Que seamos invisibles para la sociedad no cambia de un día para otro. Pero no puedo entender que nuestros cuerpos sean invisibles para la persona que se supone ha de velar por la cultura: el ministro José Manuel Rodríguez Uribes. Desde la cultura hemos defendido al gobierno, hemos entendido que se enfrentaba al mayor reto de la historia reciente y que era el momento de estar unidos. Hemos escuchado que no se iba a dejar a nadie atrás, que íbamos a salir todos de esta. Todos nos incluye a nosotros. 47 millones de personas están confinadas para salvar a varios miles. Como pueblo, somos capaces de ejercer la solidaridad.

 

Pero si no se toman medidas urgentes, habrá muchos más cadáveres, metafóricos y reales. 700.000 profesionales de la cultura están desamparados por su representante público, con sus trabajos suspendidos, sin posibilidad de acogerse a las medidas pensadas para otro tipo de trabajadores, pero con las mismas obligaciones fiscales.
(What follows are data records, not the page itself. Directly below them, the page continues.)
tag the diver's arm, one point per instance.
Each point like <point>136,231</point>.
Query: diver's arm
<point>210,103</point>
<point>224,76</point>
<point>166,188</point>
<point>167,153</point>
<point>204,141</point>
Es más, su representante, el que está a su servicio, se ha desmarcado de todos sus homólogos europeos, se ha encogido de hombros ante el inmenso esfuerzo de las asociaciones del sector para consensuar medidas concretas y ha dicho que no puede hacer nada. Que ahora no. Que más tarde. Cuando ya sea demasiado tarde y la cultura de este país se haya hundido en la miseria.

 

Al señor ministro de Cultura parece no importarle dejar 700.000 cadáveres a su paso; a lo mejor él debería ser el primer cadáver político del coronavirus.